Великие пары. Истории любви-нелюбви в литературе

22
18
20
22
24
26
28
30
И вот я вникаю на ощупьВ доподлинной повести тьму.Зимой мы расширим жилплощадь.Я комнату брата займу.(“Кругом семенящейся ватой…”, 1931)

“Расширим жилплощадь” – и это Пастернак, который был всегда озабочен только расширением лексики, расширением возможностей языка! “И солнце маслом / Асфальта залило б салат” (“Все снег да снег – терпи, и точка…”, 1931) – просто какая-то гастрономическая составляющая в его стихах появляется, и даже письма носят отпечаток этого неуместного, именно жениховского счастья: “Я хочу жить пронзенным и прозининым”.

Но ведь им весело, им все еще нравится этот немного авантюрный роман. И года до 1936-го все продолжается на волне этой эйфории. Правда, уже в 1934-м, во время писательского съезда, у Пастернака намечаются некоторые расхождения с официальной линией, хотя он становится одним из секретарей Союза писателей.

В докладе Бухарина на первом съезде советских писателей, посвященном проблемам советской поэзии, лирике придается государственное значение. Бухарин называет Пастернака поэтом “очень крупного калибра”, “одним из замечательнейших мастеров стиха в наше время”, первым из советских поэтов, и Пастернаку ужасно это не нравится. Он почти не пишет стихов в это время. Ему до цикла “Из летних записок” невмочь прямо высказаться о происходящем. Он пишет в письмах тогдашних, что на съезде к трем частям правды о нем припутаны две части лжи, и эти две части всё оскорбляют, все отменяют. Начинается принципиальное расхождение с эпохой.

Еще с Блока в русской литературе тема родины-матери начинает совмещаться с темой родины-жены, и эта роковая двойственность была для Блока мучительной. Для Пастернака, который всегда находился с Блоком в диалоге, эта аналогия очень важна. И вот обратим внимание на одну странную закономерность.

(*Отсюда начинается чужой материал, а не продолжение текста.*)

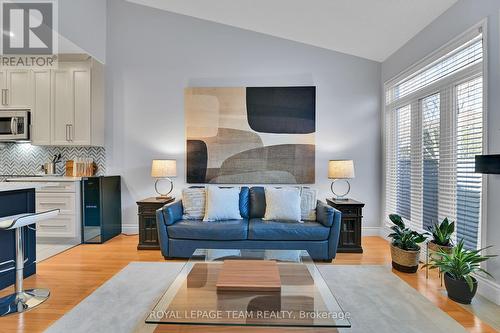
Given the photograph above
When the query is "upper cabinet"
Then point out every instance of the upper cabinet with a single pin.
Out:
(15, 87)
(68, 105)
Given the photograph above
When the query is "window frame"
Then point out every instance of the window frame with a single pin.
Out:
(414, 98)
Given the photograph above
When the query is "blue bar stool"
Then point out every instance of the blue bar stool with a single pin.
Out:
(23, 300)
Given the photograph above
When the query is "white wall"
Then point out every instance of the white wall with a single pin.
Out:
(82, 24)
(452, 23)
(152, 55)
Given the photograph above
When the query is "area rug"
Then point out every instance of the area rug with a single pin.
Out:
(377, 299)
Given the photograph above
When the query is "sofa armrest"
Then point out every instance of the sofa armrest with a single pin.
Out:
(170, 213)
(325, 213)
(330, 217)
(167, 215)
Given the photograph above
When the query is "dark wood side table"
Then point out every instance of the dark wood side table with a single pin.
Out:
(350, 229)
(148, 234)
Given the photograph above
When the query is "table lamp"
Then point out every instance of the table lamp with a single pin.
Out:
(163, 170)
(340, 170)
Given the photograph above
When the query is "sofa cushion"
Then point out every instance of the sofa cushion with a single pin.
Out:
(217, 230)
(257, 202)
(282, 204)
(259, 229)
(222, 204)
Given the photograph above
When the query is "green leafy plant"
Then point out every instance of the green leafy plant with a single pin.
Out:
(403, 237)
(460, 263)
(442, 232)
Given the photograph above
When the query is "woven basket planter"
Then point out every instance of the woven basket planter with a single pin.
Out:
(405, 261)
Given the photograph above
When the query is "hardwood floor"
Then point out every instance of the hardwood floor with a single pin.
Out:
(73, 275)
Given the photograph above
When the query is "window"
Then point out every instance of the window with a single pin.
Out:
(433, 130)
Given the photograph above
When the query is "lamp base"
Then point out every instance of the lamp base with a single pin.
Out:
(164, 197)
(341, 197)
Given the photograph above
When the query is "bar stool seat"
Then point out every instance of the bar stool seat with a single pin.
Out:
(23, 300)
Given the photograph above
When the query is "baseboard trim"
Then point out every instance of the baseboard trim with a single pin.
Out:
(370, 231)
(130, 229)
(488, 289)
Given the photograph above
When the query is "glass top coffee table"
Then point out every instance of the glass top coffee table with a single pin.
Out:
(194, 298)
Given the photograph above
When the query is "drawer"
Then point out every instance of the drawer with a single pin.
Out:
(59, 187)
(63, 201)
(59, 226)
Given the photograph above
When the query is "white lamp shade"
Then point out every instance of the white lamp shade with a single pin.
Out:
(164, 168)
(341, 169)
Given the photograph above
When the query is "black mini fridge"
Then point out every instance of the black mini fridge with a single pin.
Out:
(101, 209)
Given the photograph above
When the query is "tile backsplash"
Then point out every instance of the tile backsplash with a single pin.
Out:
(26, 159)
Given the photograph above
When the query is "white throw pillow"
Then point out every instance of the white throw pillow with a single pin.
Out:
(308, 204)
(193, 203)
(282, 204)
(222, 204)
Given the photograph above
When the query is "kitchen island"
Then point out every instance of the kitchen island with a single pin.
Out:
(17, 198)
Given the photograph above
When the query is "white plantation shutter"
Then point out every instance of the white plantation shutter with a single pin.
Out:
(429, 138)
(469, 111)
(433, 130)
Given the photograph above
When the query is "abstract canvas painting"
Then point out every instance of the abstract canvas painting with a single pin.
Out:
(250, 135)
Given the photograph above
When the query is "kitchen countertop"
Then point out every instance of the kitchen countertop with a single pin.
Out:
(45, 179)
(5, 187)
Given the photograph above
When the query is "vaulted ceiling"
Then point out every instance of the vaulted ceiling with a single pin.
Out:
(372, 29)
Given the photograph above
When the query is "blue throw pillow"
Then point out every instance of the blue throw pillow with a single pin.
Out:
(245, 202)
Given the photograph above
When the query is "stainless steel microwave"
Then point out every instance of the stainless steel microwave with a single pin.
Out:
(14, 125)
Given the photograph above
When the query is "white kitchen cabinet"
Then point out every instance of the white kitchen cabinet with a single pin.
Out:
(64, 195)
(40, 115)
(61, 193)
(68, 104)
(71, 112)
(16, 88)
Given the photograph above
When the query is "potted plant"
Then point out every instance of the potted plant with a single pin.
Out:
(405, 251)
(458, 267)
(441, 236)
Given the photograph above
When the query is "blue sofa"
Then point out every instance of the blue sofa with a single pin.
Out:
(180, 238)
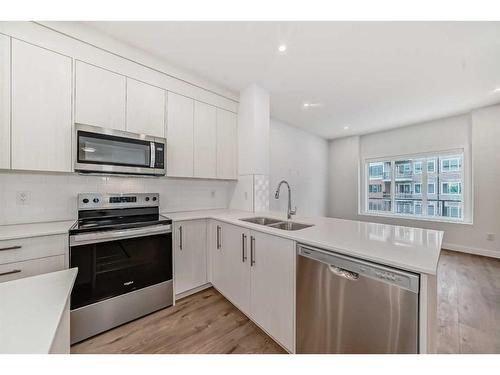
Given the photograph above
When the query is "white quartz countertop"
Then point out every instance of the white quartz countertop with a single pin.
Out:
(11, 232)
(31, 309)
(412, 249)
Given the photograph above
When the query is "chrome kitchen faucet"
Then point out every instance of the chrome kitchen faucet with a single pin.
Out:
(289, 211)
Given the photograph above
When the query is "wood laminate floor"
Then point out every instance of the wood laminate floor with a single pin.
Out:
(204, 322)
(468, 304)
(468, 319)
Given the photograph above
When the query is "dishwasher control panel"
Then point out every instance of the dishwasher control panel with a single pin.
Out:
(340, 263)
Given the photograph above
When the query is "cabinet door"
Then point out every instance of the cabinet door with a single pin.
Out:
(273, 286)
(145, 109)
(231, 269)
(227, 144)
(41, 109)
(180, 135)
(190, 255)
(100, 97)
(205, 140)
(4, 102)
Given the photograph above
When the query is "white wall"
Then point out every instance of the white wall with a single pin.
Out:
(53, 197)
(479, 130)
(300, 158)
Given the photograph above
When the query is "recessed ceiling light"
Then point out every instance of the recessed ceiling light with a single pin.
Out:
(282, 48)
(312, 105)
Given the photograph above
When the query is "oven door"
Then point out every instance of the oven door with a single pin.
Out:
(112, 151)
(110, 268)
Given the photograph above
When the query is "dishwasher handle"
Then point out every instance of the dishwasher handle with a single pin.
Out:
(349, 275)
(352, 268)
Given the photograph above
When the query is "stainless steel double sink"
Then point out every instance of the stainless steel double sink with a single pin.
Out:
(276, 223)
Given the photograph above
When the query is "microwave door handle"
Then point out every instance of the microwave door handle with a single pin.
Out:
(152, 147)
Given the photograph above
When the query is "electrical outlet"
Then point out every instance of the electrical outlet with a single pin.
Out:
(23, 198)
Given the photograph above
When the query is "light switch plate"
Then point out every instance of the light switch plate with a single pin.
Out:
(23, 198)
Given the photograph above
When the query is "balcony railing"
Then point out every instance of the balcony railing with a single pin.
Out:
(404, 175)
(408, 196)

Когда у человека пишущего начинаются расхождения с родиной, подсознание услужливо подсовывает ему мысль об измене жены, и человека охватывает непреодолимый страх. Он не может себе признаться, что это родина ему изменила, и у него начинается паника. Этот интересный психологический феномен особенно нагляден в случае Евгения Шварца, который в дневниках оставил подробное этому разъяснение. Страх 1930-х годов вытеснялся выдуманной изменой жены.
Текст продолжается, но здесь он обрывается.